O que mais me dói é a destruição dos sonhos do meu filho”: o genocídio que assombra a Chapada Diamantina e a resistência que canta

Valéria Correia Lourenço

Professora de Língua Portuguesa e Literaturas do IFCE campus Crateús,

doutoranda em literatura Comparada pela UFC e escritora.

“O que mais me dói é a destruição dos sonhos do meu filho”. Essa foi uma das frases que ouvi de Catarina, em sua cozinha, na comunidade quilombola da Bocaina, enquanto comia uma tapioca com coco e tomava um suco de maracujá selvagem. Dias antes, na comunidade quilombola de Iúna, me emocionei quando dona Jandira, com aquele olhar firme, apesar do corpo paralisado por um AVC, disse querer justiça pelo assassinato de dois filhos e de um neto, na chacina que ocorreu na comunidade em 2017 e que exterminou outras 4 vidas.

Estou falando de duas mulheres negras que, com lágrimas, ousam acreditar em um futuro digno para seus filhos e netos. Esses dois episódios aconteceram na Chapada Diamantina, Bahia, mas são só uma síntese muito rasa do que vivi e ouvi por lá durante mais de quinze dias.

Cheguei em Capim Grosso, Bahia, por volta das 5h da manhã do dia 26 de julho. Meu embarque foi em Teresina, Piauí, no dia anterior, às 14h, mas o ônibus já vinha de Sobral, no Ceará, estado em que vivo hoje, e seguiria para o Rio de Janeiro, estado que me viu nascer e crescer. Chovia. Fazia frio demais. E, durante todo tempo que fiquei na rodoviária esperando meu amigo me buscar às 6h da manhã para irmos até Ruy Barbosa, minha parada provisória em sua casa, por alguns dias, observava aquele monstro branco à minha frente. Era a hélice de uma das centenas de torres de energia eólica que eu encontraria pelo caminho durante meus dias na Chapada.

Não sei vocês, mas eu ainda não tinha visto um daqueles artefatos tão de perto. Interessante que, quando a gente olha as torres de energia eólica de longe, elas parecem cata-ventos tão branquinhos e inofensivos como aqueles de papel que a gente fazia na escola durante a infância e ele girava com o sopro do vento que saía de nossos lábios.

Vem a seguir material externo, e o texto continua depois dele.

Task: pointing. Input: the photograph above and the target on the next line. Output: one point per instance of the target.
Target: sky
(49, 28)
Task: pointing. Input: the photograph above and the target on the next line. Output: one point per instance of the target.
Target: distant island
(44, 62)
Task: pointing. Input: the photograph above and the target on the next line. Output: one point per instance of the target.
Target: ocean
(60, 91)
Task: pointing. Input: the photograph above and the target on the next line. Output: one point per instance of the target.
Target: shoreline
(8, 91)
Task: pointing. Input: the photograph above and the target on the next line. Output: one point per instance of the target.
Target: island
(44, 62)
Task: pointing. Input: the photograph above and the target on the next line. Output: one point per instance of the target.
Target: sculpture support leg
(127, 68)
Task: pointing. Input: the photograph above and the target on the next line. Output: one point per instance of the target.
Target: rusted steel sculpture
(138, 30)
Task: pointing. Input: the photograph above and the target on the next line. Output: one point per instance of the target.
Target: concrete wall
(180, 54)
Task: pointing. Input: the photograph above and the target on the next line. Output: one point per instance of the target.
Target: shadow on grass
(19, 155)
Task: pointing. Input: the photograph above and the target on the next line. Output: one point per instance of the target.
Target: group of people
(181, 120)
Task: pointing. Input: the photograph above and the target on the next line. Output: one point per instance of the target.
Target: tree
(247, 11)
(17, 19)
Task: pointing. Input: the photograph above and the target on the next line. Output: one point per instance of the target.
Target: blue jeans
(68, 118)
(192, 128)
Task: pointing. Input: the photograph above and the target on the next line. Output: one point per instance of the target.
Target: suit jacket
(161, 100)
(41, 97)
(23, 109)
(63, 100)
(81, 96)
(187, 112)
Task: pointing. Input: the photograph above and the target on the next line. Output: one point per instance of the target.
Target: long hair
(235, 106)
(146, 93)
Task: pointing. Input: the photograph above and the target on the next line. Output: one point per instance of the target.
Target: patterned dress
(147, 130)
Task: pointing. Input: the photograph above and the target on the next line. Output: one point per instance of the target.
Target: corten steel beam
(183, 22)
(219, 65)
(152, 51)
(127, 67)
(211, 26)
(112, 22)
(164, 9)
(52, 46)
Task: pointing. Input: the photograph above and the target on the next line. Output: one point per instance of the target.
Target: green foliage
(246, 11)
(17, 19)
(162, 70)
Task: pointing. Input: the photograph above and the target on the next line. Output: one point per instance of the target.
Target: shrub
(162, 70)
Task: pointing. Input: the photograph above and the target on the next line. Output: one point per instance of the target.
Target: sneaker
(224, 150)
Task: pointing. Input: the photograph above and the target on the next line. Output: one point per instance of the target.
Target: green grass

Mas, não se enganem! As torres de energia eólica têm uma altura que varia de 110 a 130 metros e, em geral, comunidades inteiras são deslocadas dos locais usados para as instalações desses parques eólicos. Entre outras consequências, isso pode levar à destruição de laços coletivos e de modos de vida ancestrais. Bem, mas eu ainda não sabia que durante meus dias na Chapada Diamantina encontraria muito mais do que as torres. Conheci diversos quilombos, histórias de luta, de resistência, de chacina, de destruição do meio ambiente e encontrei muitos mais monstros como aquela hélice branca.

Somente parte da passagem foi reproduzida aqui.